What can Eagles learn about Sunday's title games? Beef up the running game

Plummet from the 3rd best rushing attack in Super Bowl season to No. 28 makes this the team's top offseason priority

The Eagles need a running back. To me, it must be their biggest offseason priority.

If that wasn’t painfully obvious as the season wore on, and Jay Ajayi and Corey Clement went out with injuries, it was even clearer on Sunday, when the NFL’s version of the Final Four, commenced.

Three of the teams playing in their respective conference title games had top 10 rushing attacks this past regular season. The Rams were the third best running team in the league. The Patriots were fifth and the Saints sixth. The other Chiefs were 16th, but Andy Reid’s west coast offense is designed to throw the ball and spearheaded by this season’s breakout start, Patrick Mahomes.

Of the 12 teams who began the postseason, eight had to 10 rushing games. Seattle led the league in rushing. The other teams, in addition to those who played on Sunday, were the Ravens (second), Titans (7th), Texans (8th), and Cowboys (10th).

The Eagles ranked 28th.

It is time for the Birds to forget the notion that they can find a running back in the draft. They missed badly when they traded up to take Donnel Pumphrey in the fourth round two years ago of what was a running back-deep draft.

The Eagles reportedly wanted to take Dalvin Cook in the second round, but the Vikings traded ahead of them and took Cook instead. The Eagles, though, didn’t adjust. Still on the board – before they took Pumphrey – were Alvin Kamara and James Connor (third round) and Marlon Mack and Tarik Cohen (fourth round) to name a few.

The Birds know they need a running back. They saw what having the league’s third-best rushing attack did for them in 2017.

Josh Adams isn’t the answer. He may be a decent complementary piece, but the Eagles didn’t think enough of him to play him more in the postseason. Adams had one snap against the Bears then didn’t get off the bench on offense in the loss to the Saints in the Divisional round.

Executive vice president of football operations Howie Roseman and head coach Doug Pederson played coy in their final meeting with reporters last week when it talk of the running back situation was broached.

“I think that when we look at all the positions and we go through it, Jay getting hurt early, Corey getting hurt, that was a position that was affected,” said Roseman. “Those were two of the three guys who were part of the rotation in the Super Bowl last year; really key guys. So we have to look at that among other positions and figure out where we are going forward. Again, we want to strengthen the roster, make sure we're improving the roster, we're not standing pat and wherever we end up coming up to the positions that we need to improve.”
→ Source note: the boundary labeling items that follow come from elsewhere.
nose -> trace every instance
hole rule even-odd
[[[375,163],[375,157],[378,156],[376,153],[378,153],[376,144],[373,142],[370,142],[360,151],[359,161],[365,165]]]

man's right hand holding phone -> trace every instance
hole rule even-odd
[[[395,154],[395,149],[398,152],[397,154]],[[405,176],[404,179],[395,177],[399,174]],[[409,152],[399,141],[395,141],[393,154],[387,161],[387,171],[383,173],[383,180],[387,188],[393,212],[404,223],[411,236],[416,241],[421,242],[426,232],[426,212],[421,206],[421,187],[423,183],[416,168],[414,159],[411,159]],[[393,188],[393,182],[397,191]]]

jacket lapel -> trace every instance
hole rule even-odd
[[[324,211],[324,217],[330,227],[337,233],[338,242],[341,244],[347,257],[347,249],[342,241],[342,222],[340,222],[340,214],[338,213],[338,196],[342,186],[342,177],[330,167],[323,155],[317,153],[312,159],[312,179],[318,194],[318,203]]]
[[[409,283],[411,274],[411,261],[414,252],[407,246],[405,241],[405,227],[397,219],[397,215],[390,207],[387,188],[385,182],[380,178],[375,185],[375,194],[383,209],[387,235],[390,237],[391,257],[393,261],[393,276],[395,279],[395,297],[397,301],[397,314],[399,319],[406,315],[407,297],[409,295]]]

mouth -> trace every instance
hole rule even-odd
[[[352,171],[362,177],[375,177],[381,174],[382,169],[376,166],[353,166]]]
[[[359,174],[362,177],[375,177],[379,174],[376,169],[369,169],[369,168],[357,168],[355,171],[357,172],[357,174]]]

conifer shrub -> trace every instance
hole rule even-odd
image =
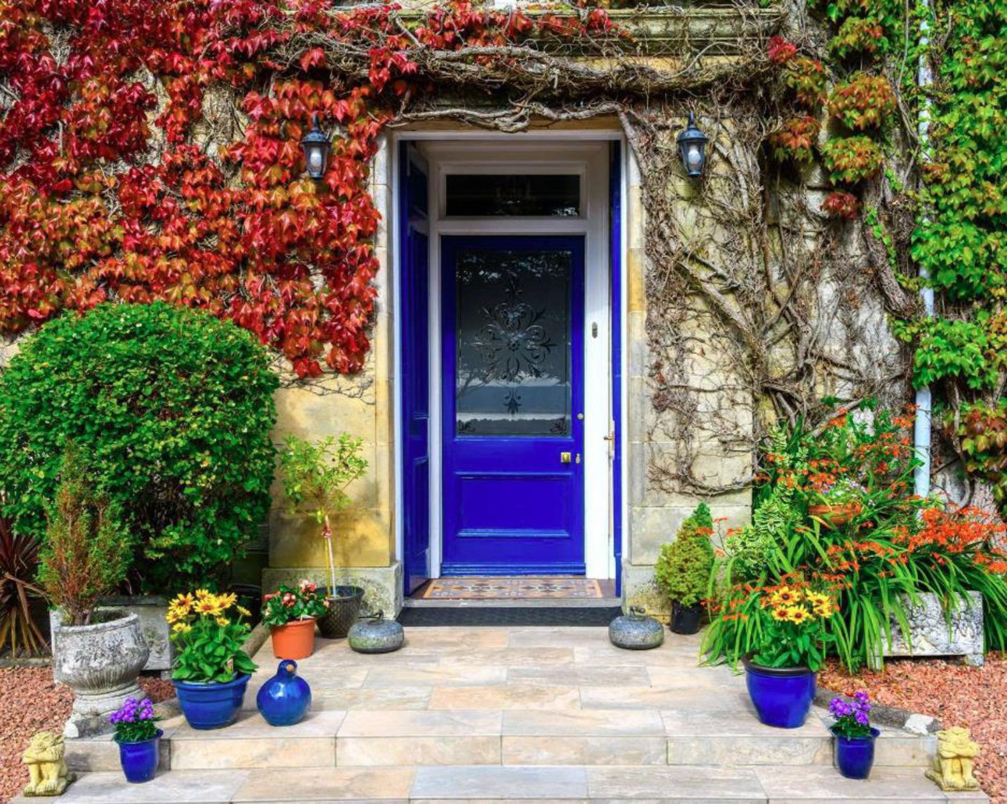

Added Pederson: “I don't put everything on the running back position. The offensive line has a part in that, tight ends; obviously injury plays a part in that. So it's as Howie said, we'll take a look at that as we evaluate this spring. The injuries with Jay and Corey obviously lessened that position a little bit. That's two guys that took a bunch of reps last year in 2017. So moving forward, we'll evaluate it and, again, do what's right for the team.”

Ajayi is a free agent and, based on the past two years, Clement is better used in a situational role.

Maybe Ajayi comes back at a discount. Certainly he won’t receive the big-money deal he is hoping for as he rehabs from a torn ACL to go along with the knee injury he suffered at Boise State still being a concern.

Darren Sproles is mulling retirement, but even if he chooses to play again, the Eagles should move on from him.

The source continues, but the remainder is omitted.